= A Message from the Sea =

"A Message from the Sea" is a set of short stories by Charles Dickens, Wilkie Collins, Robert Buchanan, Charles Allston Collins, Amelia Edwards and Harriet Parr, written in 1860 for the Christmas issue of All the Year Round.

== Plot summary ==

Chapter 1 - The Village:
The narrative begins with Captain Jorgan's arrival on Steepsteps, a British fishing village near Devon, seeking to deliver a letter he found in a bottle on a tropical island during his travels. The letter charged the finder to take it to Alfred Raybrock to read.

Chapter 2 - The Money:
Captain Jorgan finds Alfred Raybrock, a young sailor living on the island with his family, and gives him the letter to read. It was written by his lost brother Hugh, believed lost at sea, and reveals a story of stolen money, appearing to have been stolen by their recently deceased father, a shocking revelation they keep secret from the women of the family. Hugh wants Alfred to clear their family's name by revealing the story of the money, perhaps known by the people in old Mr. Raybrock's hometown, Lanrean. Alfred was about to marry Kitty on the strength of the father's legacy, but he puts the wedding aside to investigate the vague accusations in the letter. Captain Jorgan insists on joining Alfred as he is young and less experienced in the ways of the world. They interview Alfred's fiance's father Mr. Tregarthen, also from Lanrean, to provide names of possible witnesses who may know of the story. They then leave for Lanrean.

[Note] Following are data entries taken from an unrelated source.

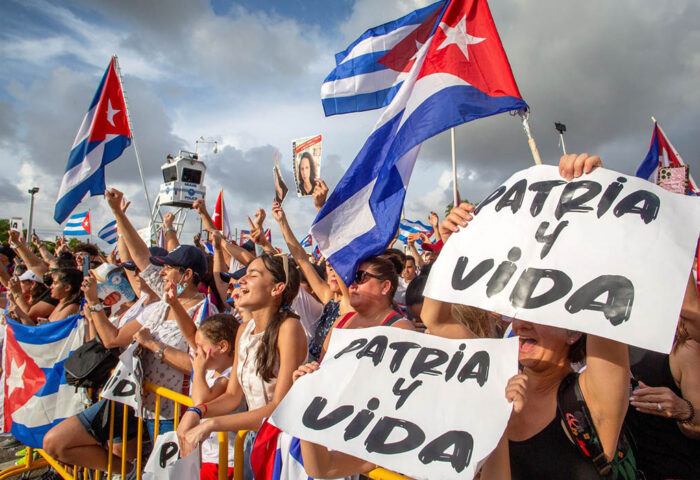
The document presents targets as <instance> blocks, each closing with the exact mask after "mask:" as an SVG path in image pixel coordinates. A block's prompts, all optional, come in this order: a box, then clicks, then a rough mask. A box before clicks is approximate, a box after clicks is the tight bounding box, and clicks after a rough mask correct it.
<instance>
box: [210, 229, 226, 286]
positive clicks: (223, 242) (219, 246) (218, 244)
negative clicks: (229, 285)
mask: <svg viewBox="0 0 700 480" xmlns="http://www.w3.org/2000/svg"><path fill="white" fill-rule="evenodd" d="M209 235H210V236H211V239H212V245H213V246H214V269H213V277H214V285H215V286H216V291H217V292H219V298H221V299H222V300H225V299H226V294H227V293H228V283H226V282H224V281H223V280H222V279H221V275H219V274H220V273H221V272H228V264H227V263H226V260H225V258H224V247H223V244H224V243H225V241H224V239H223V237H222V236H221V233H220V232H219V231H218V230H210V231H209Z"/></svg>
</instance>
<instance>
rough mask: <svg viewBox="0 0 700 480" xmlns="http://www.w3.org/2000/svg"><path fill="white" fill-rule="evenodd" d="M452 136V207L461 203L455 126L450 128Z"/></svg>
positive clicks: (451, 139)
mask: <svg viewBox="0 0 700 480" xmlns="http://www.w3.org/2000/svg"><path fill="white" fill-rule="evenodd" d="M450 138H451V140H452V207H456V206H457V205H458V204H459V193H458V190H457V150H456V148H455V127H452V128H450Z"/></svg>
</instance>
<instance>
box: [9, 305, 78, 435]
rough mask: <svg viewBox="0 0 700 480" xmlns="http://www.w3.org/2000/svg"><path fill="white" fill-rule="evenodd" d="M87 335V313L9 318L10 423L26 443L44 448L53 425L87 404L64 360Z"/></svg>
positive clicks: (12, 433)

Chapters 3-4: Once in Lanrean, Captain Jorgan and Alfred quickly come upon a King Arthur's Arms inn and tavern. Entering, they unintentionally interrupt a meeting of a private club of local storytellers. By happy coincidence, all of the men named by Mr. Tregarthen are present, so after each tells a colorful tale of ghosts and strange adventures, the Captain and Alfred ask them if they know anything about a story about a stolen 500 pounds; none claim knowledge. After all the storytelling, Captain Jorgan and Alfred stay over at the inn on the top floor near to one referred to as "the Seafaring Man" (already asleep).
[Ed. note: These chapters feature unrelated picaresque stories written by Dickens collaborator Wilkie Collins, too complex to neatly summarize here.]

Chapter 5 - The Restitution
In the morning, Captain Jorgan sets out to interview more of the village elders. When he returns to the inn, Alfred meets him standing with his lost brother, Hugh, the afore-mentioned Seafaring Man. Hugh recounts his difficult adventures and rescue to the Captain.

The ship that Hugh was serving on was wrecked upon a reef, and just five of its sailors survived to swim to the island. After much misfortune, only Hugh and fellow sailor Lawrence Clissold survived the immediate deprivations of the island. They are discovered and enslaved by pirates. Sick and dying, Clissold became delirious and raved a story about money and Mr. Raybrock, such that son Hugh thought he meant that Mr. Raybrock had been involved in stealing that amount with Clissold. He wrote the letter to his brother to investigate, but it in a bottle and tossed it into the sea, never expecting to survive and tell the tale himself. But he does and escapes servitude, and makes his way to Lanrean to investigate his father's case, where he accidentally (by more wondrous coincidence) meets his brother Alfred.

Now a trio, the Captain and the brothers go to meet their father's former lawyer in Barnstable not far from Lanrean. From him they learn that father had made a speculative loan of 500 pounds to one Lawrence Clissold, then a clerk at a London firm, and that only after much pressure Clissold repaid it with "money from a relative". They parted ways.

Armed with this information, the trio return to Steepsteps to question Mr. Tregarthen further. He recognizes the name of Clissold as being a fellow clerk in a London firm. While they were there, 500 pounds went missing from the bank deposit of the day - a deposit handled by Clissold. Because Tregarthen's ledger was missing the page with the entry of said 500 pounds, he was held responsible and made to pay the money to the firm. Unable to prove his innocence, Tregarthen left the firm in shame, and returned home to Lanrean.

The investigators decide that the missing ledger sheet must have been hidden in the furniture of the old firm. On the closing of the firm, the office furniture had been sold to the salvage firm of Captain Jorgan's steward, Tom Pettifer, when he was in such business with his brother. Tom recalls a desk and taking a paper from it. The Captain realizes that it was the missing page of the ledger, and where Tom put it. All is clear, and the Raybrock's pay the 500 pound legacy to Mr. Tregarthen as long-delayed compensation. He immediately settles it upon his daughter Kitty as a dowry, and the wedding is back on for the happy couple.